I’ve had some interesting challenges the past week or two, I have issues with seasonal allergies that sometimes turn into sinus problems, colds, and general misery. All hit at once the last two weeks, and I really didn’t do much shopping or cooking. I had entirely lost my sense of taste and smell for several days, so all I did was heat stuff up out of cans, because I couldn’t trust my ability to taste and adjust seasoning, plus if I was sick, it would be better to not touch anything anyway!

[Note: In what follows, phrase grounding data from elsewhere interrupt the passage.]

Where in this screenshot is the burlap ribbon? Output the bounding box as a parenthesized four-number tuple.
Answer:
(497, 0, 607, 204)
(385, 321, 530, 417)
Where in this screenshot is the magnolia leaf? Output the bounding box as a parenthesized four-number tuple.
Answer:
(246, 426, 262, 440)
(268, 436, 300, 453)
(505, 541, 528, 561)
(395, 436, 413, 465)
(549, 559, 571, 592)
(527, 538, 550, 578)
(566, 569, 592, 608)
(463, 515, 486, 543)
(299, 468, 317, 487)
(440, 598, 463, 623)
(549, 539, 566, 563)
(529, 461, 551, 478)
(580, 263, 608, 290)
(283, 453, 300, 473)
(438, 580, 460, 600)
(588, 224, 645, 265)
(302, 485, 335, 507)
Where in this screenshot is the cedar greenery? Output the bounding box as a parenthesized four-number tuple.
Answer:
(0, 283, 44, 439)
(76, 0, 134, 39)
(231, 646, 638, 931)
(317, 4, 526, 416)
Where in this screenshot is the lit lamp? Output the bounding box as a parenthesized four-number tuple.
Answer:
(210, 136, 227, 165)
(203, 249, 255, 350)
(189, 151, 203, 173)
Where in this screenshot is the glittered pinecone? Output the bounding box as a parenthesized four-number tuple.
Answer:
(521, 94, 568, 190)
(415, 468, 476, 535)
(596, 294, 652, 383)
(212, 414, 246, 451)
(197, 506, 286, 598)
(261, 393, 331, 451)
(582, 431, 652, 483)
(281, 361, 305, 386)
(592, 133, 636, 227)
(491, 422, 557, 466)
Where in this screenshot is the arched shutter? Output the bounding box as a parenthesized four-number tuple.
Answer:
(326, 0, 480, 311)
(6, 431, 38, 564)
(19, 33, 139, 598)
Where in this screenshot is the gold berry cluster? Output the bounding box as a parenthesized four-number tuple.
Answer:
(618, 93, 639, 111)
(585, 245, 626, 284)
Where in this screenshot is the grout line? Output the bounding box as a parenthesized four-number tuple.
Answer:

The night before I was wiped out I had set the crockpot with a batch of barbeque baked beans. Usually I let it simmer overnight, then taste it in the morning, adjust as needed, add meat (sausage, hot dogs, bacon, whatever I’m using) and cook during the day to be ready for dinner. But the night I fixed it was the night before things got bad, and I woke up the next morning with a terrible sinus headache and no appetite, and no sense of taste. So, the beans went (mostly unseasoned and with no meat) into quart containers in the fridge and freezer to be used in later recipes.
I started to feel better about Sunday, but today was really the first day I was on my feet and more back to normal. Still have a sore throat and sinus headache, but it’s manageable.
From reading several recipes, what i can tell is the difference between Cowboy Beans and BBQ Baked Beans is that Cowboy Beans have a beef product and Baked Beans have a pork product. I happened to have both due to recent sales, so I made Cowboy Baked Beans.
Cowboy Baked Beans
1/2 pound chopped beef (you can use leftover steak, hamburger, even ground turkey)
1 quart baked beans
1 smoked sausage
1 onion, chopped
1 jalapeno, finely minced
4 cloves garlic
2 cans diced tomatoes (can use stewed or soup also)
Chop the beef, put in large skillet with a lid with the onions, garlic and jalapeno. If it is very lean beef, you may need to add a tablespoon of oil (I used bacon fat). Cook until jalapenos are nearly invisible and onions are transparent. Add both cans of tomatoes (mine was one can of diced and one of stewed), liquid smoke, and some hot sauce if desired. Cook until tomatoes have broken down and can be easily smashed with the spoon, and the liquid is thick. Add the baked beans and stir, may need to add a little more water if beans thicken it too much. Stir and cook at low heat, simmering at least 40 minutes until all flavors are integrated. Taste and if necessary, adjust the garlic, hot sauce, or liquid smoke to get desired combination.
It made enough for dinner tonight plus more for tomorrow, which I am going to bake potatoes and serve the remaining amount over potatoes with melted cheese on top.
Next idea was a florentine dish with the other smoked sausage, a package of spinach, a box of macaroni and cheese, and some salvage items from inside the fridge that had to go. You can add or not use some of these things depending on what you have available.
Sausage and Cheese Florentine
1 smoked sausage
1 package fresh spinach (9 ounces)
1 box Kraft macaroni and cheese
1 cup milk
1/2 bottle Ragu alfredo sauce (optional, I added it for creaminess)
4 slices bacon, cooked and chopped (optional)
1/2 package cream cheese (optional, it was available)
2 tablespoons butter (or substitute)
1/2 package artichokes (was available, optional)
The actual recipe is to make the macaroni and cheese according to package directions, with butter and milk. Then chop the spinach and add it, chop the smoked sausage and add it. The other ingredients and the extra milk I added because it’s what I had available. The bacon added a bit of smokiness, the extra cheese sauce really made it smooth and creamy, and the artichokes added some extra fresh bite to it.